Along these lines is the role of imagination. If there is one thing that unites the variety of schools descendent of Gurdjieff it is that identification is a negative thing. Yet let us step back a moment. What may be a stumbling block for the earnest inquirer, could well be, on a larger scale, a critical component of progress. An example of this may be novels. Surely a sober perspective would scrutinize this wanton leap into total imagination, that leap that happens when you open a book of fiction, or tune in some dramatic series. In these circumstances there is no distance between one's attention and the washing machine jumble of externally controlled fantasy.

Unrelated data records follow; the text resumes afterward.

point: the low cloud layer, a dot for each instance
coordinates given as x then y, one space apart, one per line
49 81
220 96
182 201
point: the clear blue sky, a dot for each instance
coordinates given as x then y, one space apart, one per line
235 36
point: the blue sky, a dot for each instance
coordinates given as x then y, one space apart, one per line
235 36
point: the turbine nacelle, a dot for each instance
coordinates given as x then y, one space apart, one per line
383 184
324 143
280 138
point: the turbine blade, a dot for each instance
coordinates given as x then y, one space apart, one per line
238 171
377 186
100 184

And yet, looking at the history of the last few centuries, a characteristic would be just this loosening of imagination, these circumstances and intent which encourage man to live more in utter fantasy. It does not exhaust the subject to remind readers that Jan Cox pointed out how imagination was critical to scientific progress because such imagination allows a rearrangement of the external world, as a guide to what and how things can be changed.

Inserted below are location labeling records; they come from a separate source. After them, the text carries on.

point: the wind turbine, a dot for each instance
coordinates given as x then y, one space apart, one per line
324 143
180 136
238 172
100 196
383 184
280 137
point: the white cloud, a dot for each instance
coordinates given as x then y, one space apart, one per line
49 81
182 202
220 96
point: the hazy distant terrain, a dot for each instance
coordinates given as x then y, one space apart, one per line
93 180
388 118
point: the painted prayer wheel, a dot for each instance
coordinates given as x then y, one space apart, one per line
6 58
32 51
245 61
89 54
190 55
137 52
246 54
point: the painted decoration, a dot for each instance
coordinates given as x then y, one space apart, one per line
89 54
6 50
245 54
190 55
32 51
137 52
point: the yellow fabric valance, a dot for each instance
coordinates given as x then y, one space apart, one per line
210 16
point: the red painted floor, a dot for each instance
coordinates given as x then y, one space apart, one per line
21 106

My own assessment of this major characteristic of modernity was that the enormous increase in the flow of imagination was necessary to sop up the extra time now available on the local cerebral level. Now something else is clear.
So far my thoughts are just an elaboration of Jan's point. My point is, as the machinery becomes more complex, and the evolution of Humanity quickens, (another of Jan's points, though he always said these changes were invisible at the life span of an individual), that this evolution is requiring a greater cerebral percolation of imagination.
My fresh enhancement of this intellectual perspective, is that this growth of imagination must be of major importance to our group survival. And -- that the blindness imagination encourages, is necessary, to actually bring about changes in the external world. Any real grasp of what is going on, might be so alarming as to be debilitating. The machinery as a whole needs this blindness to facilitate change.